本日は、欧州連合(EU)のユンケル欧州委員長とトランプ米大統領が、ワシントンで首脳会談を行う。米欧間の貿易摩擦緩和に向けた協議が進展するか、市場の注目を集めている。ただ、結論から言えばその可能性は低いと言わざるを得ないだろう。

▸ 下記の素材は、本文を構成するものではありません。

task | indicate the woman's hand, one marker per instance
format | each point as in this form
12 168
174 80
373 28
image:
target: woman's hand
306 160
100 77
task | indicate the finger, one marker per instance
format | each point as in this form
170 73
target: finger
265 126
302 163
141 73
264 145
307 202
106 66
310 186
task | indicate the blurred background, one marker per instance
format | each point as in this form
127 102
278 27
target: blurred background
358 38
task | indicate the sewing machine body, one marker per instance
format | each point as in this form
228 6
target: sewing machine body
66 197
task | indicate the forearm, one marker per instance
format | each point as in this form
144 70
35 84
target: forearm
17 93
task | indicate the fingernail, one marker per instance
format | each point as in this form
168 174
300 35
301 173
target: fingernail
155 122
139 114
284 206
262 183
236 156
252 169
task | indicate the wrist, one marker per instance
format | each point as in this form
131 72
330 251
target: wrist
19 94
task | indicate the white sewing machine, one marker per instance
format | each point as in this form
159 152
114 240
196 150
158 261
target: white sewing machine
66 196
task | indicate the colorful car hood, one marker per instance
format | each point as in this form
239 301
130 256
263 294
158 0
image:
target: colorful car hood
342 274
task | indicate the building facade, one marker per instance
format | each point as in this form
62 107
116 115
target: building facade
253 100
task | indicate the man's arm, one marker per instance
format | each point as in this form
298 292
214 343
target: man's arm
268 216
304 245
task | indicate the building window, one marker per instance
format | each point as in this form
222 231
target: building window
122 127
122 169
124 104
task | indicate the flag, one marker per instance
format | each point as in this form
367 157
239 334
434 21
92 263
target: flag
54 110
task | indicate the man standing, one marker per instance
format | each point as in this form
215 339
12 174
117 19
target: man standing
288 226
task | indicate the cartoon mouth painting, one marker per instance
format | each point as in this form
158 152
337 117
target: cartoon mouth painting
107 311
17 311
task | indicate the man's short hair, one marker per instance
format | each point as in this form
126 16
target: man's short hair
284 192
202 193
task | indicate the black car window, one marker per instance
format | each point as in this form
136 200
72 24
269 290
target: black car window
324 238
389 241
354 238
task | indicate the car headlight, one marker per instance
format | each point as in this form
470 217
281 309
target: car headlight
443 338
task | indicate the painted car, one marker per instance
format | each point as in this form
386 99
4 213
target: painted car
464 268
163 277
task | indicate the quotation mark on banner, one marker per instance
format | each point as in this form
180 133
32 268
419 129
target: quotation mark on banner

 ユンケル委員長は、米国の主要貿易相手国の間で自動車関税を引き下げる可能性を探る事を提案する方針とされるが、「EUは貿易上の敵」とまで言い放ったトランプ米大統領が満足する提案になるとは到底思えない。また、EU諸国の足並みが揃っていない現状では、それ以上の踏み込んだ提案ができる公算は小さい。なお、フランスのルメール経済・財務相は「欧州各国が世界貿易問題の各側面の見直しを議論する前に、米国は『理性を取り戻して』鉄鋼・アルミニウム輸入関税を撤回すべきだ」と述べている。

 為替への影響については、仮に協議が上手く運ばないとすれば、ユーロの重しとなる公算が大きい。貿易戦争はドル高に繋がるとの見方が浸透し始めている事もあってユーロ安・ドル高に振れる事になりそうだ。会談後の両首脳の発言が注目されるところだが、トランプ米大統領についてはツイッターでのつぶやきにも要注意であろう。